I am not sure but I thought a 1098T was necessary to claim the AOTC.
First off all, if you are a dependent student, can your parents claim you as a dependent on taxes, and will they?
Then they would claim the AOTC on their tax return. Would they qualify income wise? I think married filing jointly can have up to $160,000 MAGI for full credit.
They would enter education expenses for a dependent. On our tax software it asks for numbers off the 1098T, like qualified tuition and fees billed or actually paid and scholarships/grants received. You can also enter book expenses. Then it has a line that asks for amount of scholarship that paid for nonqualified expenses.
That’s where I put the amount that my D was going to include in her income on her tax return, so that we could claim the AOTC. The software then takes the scholarship, subtracts the non qualified expenses and thus gets the scholarship that applies to qualified expenses, which are tuition, fees, books. The remainder is the amount paid out of pocket for QEE, which can be used to claim AOTC.
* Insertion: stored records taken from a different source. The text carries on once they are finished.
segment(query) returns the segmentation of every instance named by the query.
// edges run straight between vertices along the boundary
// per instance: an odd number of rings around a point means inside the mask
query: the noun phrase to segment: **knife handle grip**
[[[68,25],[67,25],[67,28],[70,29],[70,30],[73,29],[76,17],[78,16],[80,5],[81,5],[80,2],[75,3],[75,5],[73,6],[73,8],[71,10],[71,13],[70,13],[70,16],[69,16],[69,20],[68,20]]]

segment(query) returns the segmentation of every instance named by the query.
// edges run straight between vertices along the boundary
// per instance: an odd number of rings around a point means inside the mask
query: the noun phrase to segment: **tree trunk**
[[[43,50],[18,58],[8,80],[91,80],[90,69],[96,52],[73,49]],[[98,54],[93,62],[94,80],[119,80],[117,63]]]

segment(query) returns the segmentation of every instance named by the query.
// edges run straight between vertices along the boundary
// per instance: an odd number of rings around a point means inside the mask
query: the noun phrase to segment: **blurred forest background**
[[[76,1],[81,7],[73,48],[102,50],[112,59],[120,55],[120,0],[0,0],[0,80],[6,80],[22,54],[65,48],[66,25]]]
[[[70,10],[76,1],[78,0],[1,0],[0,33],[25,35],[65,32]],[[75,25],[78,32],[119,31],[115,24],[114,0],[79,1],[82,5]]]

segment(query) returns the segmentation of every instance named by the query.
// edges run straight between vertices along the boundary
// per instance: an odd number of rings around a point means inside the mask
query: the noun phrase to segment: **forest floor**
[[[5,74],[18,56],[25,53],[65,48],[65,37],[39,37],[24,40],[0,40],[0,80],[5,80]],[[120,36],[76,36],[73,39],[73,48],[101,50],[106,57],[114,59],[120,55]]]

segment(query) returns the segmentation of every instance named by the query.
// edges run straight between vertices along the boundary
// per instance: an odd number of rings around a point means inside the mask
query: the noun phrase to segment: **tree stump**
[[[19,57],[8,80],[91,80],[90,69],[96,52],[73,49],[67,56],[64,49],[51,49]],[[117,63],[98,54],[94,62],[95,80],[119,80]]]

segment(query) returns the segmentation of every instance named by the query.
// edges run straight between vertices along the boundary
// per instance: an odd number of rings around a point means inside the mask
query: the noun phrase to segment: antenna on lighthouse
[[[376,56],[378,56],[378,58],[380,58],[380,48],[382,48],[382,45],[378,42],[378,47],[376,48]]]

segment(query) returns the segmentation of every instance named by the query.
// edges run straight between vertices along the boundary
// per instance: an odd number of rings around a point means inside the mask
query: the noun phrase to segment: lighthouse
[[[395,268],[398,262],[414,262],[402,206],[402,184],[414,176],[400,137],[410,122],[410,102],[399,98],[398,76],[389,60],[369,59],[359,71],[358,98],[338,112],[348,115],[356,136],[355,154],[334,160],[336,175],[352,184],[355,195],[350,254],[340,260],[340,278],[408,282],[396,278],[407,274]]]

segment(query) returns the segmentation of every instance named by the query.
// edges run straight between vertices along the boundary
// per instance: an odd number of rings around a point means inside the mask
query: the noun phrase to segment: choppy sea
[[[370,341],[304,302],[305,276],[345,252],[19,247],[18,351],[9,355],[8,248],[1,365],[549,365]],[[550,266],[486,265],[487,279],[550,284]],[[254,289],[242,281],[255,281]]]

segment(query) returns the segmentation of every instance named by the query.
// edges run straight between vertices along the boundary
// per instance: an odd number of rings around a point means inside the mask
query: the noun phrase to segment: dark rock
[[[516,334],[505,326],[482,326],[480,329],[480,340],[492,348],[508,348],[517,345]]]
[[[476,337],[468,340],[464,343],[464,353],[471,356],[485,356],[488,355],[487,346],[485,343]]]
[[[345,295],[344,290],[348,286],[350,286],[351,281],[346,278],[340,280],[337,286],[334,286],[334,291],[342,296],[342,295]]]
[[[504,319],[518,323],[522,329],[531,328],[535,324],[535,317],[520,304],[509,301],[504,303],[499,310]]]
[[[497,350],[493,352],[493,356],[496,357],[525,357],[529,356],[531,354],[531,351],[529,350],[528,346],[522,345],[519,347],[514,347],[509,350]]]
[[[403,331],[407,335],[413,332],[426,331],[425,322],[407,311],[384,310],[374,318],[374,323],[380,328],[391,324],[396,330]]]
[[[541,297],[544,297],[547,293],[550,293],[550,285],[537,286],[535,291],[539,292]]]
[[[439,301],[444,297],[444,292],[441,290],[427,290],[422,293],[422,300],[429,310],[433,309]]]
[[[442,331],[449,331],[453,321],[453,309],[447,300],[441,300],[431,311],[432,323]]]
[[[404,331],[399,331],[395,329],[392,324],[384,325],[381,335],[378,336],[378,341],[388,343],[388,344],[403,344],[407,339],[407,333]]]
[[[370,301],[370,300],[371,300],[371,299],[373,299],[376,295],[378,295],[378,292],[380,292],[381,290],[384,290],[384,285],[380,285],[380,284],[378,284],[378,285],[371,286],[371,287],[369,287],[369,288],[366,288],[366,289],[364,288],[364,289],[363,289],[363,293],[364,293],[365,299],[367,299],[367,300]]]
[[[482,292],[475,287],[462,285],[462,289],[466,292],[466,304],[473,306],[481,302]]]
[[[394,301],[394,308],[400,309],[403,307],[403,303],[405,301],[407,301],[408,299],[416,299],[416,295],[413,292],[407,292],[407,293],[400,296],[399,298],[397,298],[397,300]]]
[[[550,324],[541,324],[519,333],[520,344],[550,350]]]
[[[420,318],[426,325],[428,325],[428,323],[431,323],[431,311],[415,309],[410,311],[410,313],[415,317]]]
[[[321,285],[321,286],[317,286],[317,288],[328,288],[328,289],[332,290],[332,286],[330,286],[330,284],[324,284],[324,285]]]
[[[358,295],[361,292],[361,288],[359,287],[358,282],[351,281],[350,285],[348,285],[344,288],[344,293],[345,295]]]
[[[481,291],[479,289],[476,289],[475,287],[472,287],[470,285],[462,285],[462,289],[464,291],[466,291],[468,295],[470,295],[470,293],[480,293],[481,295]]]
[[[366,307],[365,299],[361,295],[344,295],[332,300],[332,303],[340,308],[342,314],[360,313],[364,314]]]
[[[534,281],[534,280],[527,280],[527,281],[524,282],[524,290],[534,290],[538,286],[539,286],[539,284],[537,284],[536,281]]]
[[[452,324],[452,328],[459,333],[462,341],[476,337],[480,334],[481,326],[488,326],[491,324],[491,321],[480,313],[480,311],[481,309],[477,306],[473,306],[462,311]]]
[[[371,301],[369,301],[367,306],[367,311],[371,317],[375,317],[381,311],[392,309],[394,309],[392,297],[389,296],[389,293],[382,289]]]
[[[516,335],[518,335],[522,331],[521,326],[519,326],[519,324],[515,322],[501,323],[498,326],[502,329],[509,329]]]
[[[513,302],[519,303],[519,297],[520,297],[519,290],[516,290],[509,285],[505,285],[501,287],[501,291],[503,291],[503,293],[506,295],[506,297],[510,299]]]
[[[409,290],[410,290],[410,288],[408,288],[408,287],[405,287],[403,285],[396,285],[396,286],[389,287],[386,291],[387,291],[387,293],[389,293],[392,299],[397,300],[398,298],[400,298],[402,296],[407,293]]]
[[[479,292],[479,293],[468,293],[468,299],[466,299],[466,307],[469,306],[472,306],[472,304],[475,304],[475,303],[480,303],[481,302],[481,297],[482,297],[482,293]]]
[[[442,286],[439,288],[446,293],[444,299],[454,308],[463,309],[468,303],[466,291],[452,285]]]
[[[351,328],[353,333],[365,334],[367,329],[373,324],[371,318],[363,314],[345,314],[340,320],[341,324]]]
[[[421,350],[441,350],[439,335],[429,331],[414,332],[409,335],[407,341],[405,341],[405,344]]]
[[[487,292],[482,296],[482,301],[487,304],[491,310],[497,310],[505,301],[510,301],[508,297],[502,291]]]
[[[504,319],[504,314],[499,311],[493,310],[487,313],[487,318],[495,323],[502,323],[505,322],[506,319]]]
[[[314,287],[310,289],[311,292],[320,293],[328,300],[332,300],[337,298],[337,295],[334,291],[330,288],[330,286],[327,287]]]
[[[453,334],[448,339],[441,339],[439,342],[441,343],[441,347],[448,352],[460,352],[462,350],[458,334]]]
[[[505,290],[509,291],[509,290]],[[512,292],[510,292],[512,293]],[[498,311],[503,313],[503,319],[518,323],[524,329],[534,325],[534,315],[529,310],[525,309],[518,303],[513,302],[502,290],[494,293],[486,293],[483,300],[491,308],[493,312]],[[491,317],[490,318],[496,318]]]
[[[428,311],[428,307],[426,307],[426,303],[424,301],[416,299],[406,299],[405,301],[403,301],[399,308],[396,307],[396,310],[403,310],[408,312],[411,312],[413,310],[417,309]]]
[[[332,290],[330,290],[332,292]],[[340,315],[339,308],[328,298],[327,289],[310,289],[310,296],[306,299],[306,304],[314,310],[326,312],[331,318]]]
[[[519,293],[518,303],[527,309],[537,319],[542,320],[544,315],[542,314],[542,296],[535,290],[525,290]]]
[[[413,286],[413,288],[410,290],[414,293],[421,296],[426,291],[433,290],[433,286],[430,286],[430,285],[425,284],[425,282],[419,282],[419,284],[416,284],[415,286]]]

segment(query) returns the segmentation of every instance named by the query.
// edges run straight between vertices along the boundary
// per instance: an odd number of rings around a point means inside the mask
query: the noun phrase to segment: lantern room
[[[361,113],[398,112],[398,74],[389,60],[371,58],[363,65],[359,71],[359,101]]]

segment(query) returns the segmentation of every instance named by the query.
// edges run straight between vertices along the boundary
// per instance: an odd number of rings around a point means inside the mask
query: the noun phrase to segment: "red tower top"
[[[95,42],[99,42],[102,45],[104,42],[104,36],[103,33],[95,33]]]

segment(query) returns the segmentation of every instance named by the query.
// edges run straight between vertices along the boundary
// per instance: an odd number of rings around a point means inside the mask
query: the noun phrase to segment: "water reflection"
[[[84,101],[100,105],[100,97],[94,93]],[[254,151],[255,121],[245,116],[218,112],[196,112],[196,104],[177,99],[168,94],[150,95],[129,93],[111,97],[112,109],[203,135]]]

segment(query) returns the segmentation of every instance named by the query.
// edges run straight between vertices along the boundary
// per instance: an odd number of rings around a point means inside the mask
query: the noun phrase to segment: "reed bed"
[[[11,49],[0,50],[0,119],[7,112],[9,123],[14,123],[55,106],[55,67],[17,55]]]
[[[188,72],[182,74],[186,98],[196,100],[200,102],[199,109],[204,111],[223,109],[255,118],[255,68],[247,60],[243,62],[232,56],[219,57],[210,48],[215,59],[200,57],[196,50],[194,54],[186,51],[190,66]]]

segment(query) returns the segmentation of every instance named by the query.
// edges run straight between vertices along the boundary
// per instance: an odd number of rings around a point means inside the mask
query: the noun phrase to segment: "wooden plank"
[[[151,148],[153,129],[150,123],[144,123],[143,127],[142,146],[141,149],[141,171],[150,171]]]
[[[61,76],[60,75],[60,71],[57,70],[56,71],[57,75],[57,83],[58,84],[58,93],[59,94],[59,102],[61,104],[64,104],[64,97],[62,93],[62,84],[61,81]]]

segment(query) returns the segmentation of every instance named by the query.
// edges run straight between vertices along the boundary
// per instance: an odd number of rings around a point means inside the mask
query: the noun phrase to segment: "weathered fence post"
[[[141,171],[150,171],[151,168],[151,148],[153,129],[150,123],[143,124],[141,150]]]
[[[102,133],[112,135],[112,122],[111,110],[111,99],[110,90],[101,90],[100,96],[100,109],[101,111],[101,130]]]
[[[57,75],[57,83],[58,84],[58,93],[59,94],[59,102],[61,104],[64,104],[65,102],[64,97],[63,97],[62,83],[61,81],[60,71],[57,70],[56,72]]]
For example: Total scholarship $10,500
Qualified tuition and fees paid $7,000
Books $500
Scholarship used for qualified expenses= Total scholarship - amount used for non qualified (taxable scholarship amount) expenses = $10,500 - $7,000 = $3,500
$7,000 qualified tuition and fees + books $500 = $7,500 - scholarship used for qualified expenses $3,500 = QEE available to claim for AOTC $4,000
So your parents could claim up to $4,000 of QEE for AOTC and you would claim $7,000 as income on your taxes (if you had book expenses of $500).